See the schematic illustration below:

Pipeline main architecture

The steps (1-6) can be described as follows.

  1. First, the pipeline configuration (PipelineConfig) is processed using Hydra.

    Hydra is a powerful tool for creating Command Line Interfaces in Python, allowing hierarchical representation of the configuration. Configuration can be defined in either YAML or Python files, or a combination of the two. The top-level config is enforced to be of the PipelineConfig interface, allowing Hydra to perform type-checking.

  2. The config is passed to the run_pipeline function.

  3. The dataset is loaded. Like defined in the DatasetConfig object.

  4. A Cross Validation (CV) split is made.

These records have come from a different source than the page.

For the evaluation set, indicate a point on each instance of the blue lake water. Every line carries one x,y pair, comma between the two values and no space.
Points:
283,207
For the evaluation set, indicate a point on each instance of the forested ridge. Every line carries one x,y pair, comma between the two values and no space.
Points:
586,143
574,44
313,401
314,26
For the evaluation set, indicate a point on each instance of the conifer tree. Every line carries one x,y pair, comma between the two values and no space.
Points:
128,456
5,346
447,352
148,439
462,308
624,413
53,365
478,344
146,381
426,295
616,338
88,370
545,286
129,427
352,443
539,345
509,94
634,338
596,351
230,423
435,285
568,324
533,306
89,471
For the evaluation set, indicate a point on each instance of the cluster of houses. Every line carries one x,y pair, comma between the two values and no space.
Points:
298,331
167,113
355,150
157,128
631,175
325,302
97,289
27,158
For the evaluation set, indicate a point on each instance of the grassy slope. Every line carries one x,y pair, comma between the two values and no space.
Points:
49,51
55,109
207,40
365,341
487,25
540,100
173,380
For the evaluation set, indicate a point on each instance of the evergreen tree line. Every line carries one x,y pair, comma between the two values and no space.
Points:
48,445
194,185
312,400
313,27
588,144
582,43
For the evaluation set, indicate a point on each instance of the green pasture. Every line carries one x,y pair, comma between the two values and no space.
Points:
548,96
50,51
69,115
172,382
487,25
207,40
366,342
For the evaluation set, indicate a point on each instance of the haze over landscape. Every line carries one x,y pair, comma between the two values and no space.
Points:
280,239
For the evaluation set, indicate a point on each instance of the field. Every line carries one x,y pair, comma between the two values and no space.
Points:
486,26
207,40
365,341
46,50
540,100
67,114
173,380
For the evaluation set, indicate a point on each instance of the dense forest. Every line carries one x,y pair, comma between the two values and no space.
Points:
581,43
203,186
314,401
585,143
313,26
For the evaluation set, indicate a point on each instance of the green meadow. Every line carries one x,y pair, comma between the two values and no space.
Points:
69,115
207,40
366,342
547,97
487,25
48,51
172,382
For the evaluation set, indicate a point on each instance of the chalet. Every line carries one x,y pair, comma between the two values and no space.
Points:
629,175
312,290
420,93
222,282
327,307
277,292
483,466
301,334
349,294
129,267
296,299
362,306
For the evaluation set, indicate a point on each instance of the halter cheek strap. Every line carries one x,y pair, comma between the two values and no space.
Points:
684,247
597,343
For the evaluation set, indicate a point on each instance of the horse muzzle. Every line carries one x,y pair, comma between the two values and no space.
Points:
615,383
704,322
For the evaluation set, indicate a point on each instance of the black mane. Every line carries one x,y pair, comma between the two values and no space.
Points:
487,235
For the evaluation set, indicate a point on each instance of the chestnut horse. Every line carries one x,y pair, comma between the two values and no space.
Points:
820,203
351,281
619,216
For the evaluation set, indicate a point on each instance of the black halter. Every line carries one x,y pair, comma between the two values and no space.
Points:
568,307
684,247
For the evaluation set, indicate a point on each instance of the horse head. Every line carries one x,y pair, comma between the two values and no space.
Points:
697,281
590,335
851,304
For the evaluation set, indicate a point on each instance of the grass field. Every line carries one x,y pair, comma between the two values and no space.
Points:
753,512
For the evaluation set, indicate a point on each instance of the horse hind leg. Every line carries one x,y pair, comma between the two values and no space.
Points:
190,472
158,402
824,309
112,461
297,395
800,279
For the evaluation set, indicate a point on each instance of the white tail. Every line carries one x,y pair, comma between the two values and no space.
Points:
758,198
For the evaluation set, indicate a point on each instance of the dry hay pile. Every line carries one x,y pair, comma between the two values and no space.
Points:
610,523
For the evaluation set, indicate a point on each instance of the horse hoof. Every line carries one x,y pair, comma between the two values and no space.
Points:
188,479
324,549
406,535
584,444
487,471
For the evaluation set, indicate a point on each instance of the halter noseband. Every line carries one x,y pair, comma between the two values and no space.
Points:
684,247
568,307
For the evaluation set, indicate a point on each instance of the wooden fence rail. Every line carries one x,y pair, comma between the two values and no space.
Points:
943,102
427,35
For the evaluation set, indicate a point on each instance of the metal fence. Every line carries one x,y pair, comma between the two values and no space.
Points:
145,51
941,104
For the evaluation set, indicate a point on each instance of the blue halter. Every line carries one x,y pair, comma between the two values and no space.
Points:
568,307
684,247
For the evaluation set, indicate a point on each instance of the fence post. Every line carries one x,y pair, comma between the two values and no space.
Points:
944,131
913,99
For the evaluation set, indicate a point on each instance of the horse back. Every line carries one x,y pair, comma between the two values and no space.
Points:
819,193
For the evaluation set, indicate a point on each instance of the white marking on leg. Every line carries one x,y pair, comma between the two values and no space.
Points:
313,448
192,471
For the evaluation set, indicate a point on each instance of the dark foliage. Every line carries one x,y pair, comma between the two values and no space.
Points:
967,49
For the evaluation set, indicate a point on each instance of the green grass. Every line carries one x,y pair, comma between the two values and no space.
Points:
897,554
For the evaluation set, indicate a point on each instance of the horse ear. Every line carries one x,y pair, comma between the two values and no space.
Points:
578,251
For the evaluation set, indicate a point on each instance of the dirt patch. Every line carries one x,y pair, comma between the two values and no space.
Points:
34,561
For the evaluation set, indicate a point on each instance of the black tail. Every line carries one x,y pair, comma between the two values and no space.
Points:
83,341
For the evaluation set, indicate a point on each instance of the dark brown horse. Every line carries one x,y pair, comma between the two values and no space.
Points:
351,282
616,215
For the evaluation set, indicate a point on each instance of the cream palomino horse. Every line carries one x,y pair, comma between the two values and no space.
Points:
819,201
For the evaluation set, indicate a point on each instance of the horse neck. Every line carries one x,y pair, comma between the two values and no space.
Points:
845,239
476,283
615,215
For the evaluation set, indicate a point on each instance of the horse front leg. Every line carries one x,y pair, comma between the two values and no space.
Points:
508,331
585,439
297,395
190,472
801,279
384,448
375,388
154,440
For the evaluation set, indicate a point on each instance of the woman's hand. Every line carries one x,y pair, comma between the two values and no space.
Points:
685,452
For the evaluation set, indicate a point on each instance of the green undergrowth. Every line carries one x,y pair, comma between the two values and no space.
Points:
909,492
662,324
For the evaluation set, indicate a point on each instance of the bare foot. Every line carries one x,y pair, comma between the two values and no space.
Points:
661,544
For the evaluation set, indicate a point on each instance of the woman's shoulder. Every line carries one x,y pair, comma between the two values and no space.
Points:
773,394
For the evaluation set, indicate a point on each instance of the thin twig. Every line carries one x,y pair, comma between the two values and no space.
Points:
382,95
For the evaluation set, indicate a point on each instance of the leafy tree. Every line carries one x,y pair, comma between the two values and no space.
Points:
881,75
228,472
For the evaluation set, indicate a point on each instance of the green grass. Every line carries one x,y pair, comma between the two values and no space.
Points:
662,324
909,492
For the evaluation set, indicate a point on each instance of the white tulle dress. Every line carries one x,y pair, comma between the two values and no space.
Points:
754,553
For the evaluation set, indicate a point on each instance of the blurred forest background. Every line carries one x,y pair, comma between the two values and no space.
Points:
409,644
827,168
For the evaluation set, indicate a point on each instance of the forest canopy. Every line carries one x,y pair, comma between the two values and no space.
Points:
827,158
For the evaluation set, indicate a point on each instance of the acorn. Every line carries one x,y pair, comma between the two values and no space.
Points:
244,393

    The split is done as defined in the CrossValidatorConfig. Each cross validation fold is executed in a separate run of the pipeline.

  5. The training subset is passed to the fit() step.

  6. The testing subset is passed to the score() step.

Benchmark

To get a better idea of what is happening in the pipeline, we can take a closer look at the benchmark steps of the pipeline (steps a-d).

In the pipeline, the following steps are performed:

  1. The data is (optionally) resampled. This is useful, for example, to do a bootstrap. Such, the stability of an algorithm can be determined. The resampling is configured using the ResampleConfig.
  2. A Feature Ranker is fit. Any Feature Selector or Feature Ranker is defined in the EstimatorConfig.
  3. Depending on which attributes the Feature- Ranker or Selector estimates, different validations are run.
    1. When the ranker estimates the feature_importances_ or ranking_ attribute, the estimated ranking is validated as follows. According to the all_features_to_select parameter in the PipelineConfig, various feature subsets are validated. By default, at most 50 subsets are validated using another estimator. First, the validation estimator is fit on a subset containing only the highest ranked feature, then only the two highest ranked features, etcetera.
    2. In the case that a ranker estimates the support_ attribute, that selected feature subset is validated.
  4. When the ranker was fit on the dataset, and the validation estimator was fit on all the feature subsets, the pipeline is scored. This means the ranker fitting times and the validation scores are aggregated wherever applicable, and stored into tables according to the enabled Callbacks.